The end result? There is a reason why so many people use Skype as a fallback when other communications services and applications just don’t work. Still, it’s a standalone application, and even with Microsoft’s efforts to get developers to “transform their solutions with integrated communications and the power of Skype“, they’re a long way from making it as easy and powerful as WebRTC can to enable contextual communications.
A comparison between WebRTC and Skype media quality has to take into account the specific use case. For the sake of simplicity. let’s focus on delivering media between just two peers or “callers”. The ability to manage bandwidth for multi-party calls with more than just a couple or a few peers is more complicated (and more fun). We’ll save that for other discussions.
WebRTC and its current implementation
- The major web browsers out there each provides some basic capability related to bandwidth management. If you’re building applications with real-time communication features powered by WebRTC, you have some ability to set the resolution and bandwidth constraints for video and audio interactions, to manage the experience for your users. The core WebRTC engine does have built in mechanisms to provide feedback between media streams (RTCP-FB) and it will attempt to correct and adjust bit-rates in response to bandwidth quality. And some browsers have also allowed the ability to reoffer SDPs with adjustments to the bandwidth attribute (although you may have to modify them yourself).
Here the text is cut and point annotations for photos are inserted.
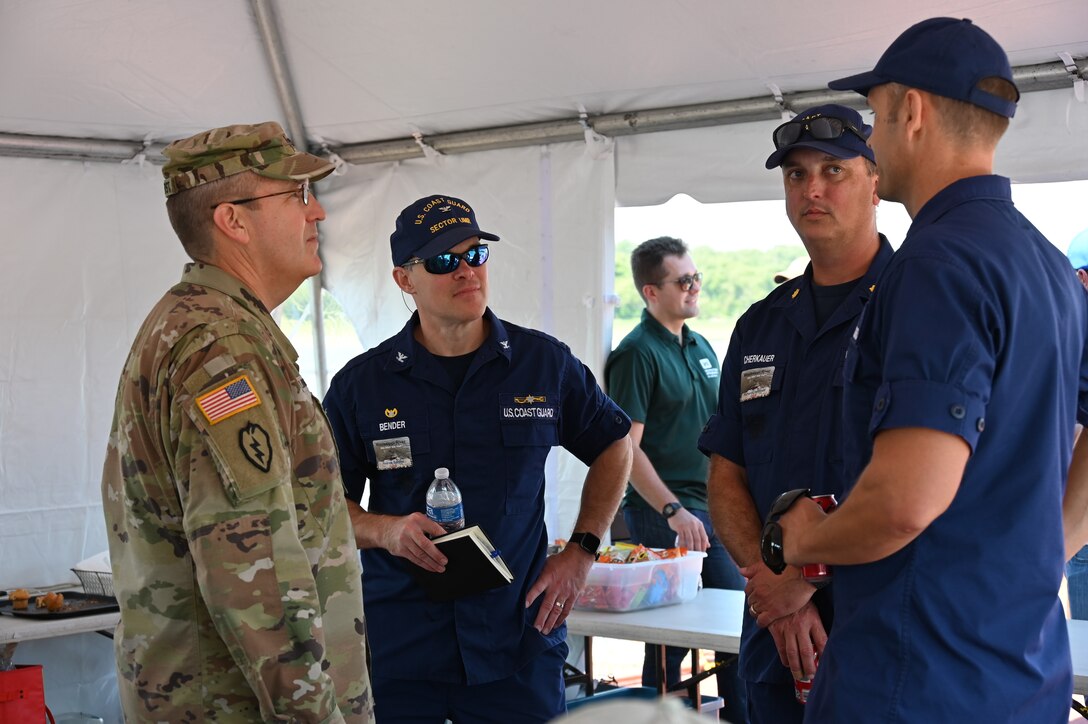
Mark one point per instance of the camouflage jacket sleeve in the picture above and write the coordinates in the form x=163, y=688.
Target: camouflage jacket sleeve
x=257, y=535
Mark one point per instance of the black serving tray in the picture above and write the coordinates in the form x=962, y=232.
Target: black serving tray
x=76, y=603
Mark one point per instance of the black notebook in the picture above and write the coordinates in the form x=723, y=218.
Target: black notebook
x=473, y=566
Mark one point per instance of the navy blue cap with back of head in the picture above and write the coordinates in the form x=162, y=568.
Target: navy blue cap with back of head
x=946, y=57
WebRTC 1.0 Standards Changes
- The W3C have certainly heard that adjusting the target quality/bandwidth is something developers do want to do while a stream is active. The ability to massage RTP sending parameters, specifically degradation preferences, priority, framerate, bitrate and resolution scale have been plumbed in. Not only will this allow WebRTC developers to be able to change some parameters, but it will also future proof us for codec advancements like scalable video coding (SVC).
WebRTC in the Future
- As Vidyo and Google continue to work together, having an “encode once but send multiple resolutions” type codec will help developers adjust codec resolution dynamically. There are many advantages to supporting an SVC codec as adjustments will not require a renegotiation or re-encode or codecs. The browser’s current WebRTC implementations do not have an SVC compatible codec built into it. When this happens, I’m excited to see codec support for SVC regardless if it is VP9, H.264 or HVEC (H.265).
So what does this mean?
Currently, WebRTC-enabled applications such as Facebook Messenger and Google Hangouts, or any application powered by our own Skylink Platform as a Service do provide a good communication experience. There are other areas where we think WebRTC has massive advantages over Skype. And while Skype has invested in video quality and media processing improvements over the last year or two, WebRTC leverages the best open source codecs for video and audio, and there are mechanisms available to help manage video and audio quality in WebRTC-powered applications. There will be more improvements coming soon, and we’re excited about the future.
As technology advancements make the leap into real world implementations, we will see video experiences that adapt very well to the reality of best-effort networks. WebRTC will ultimately provide the best experience for given network conditions, by leveraging the best video and audio codecs as part of the standard.
We’ll discuss other aspects of how WebRTC compares to existing applications and technologies like Skype, going forward, but I hope this is helpful to people who are wondering how the two differ in terms of managing video quality.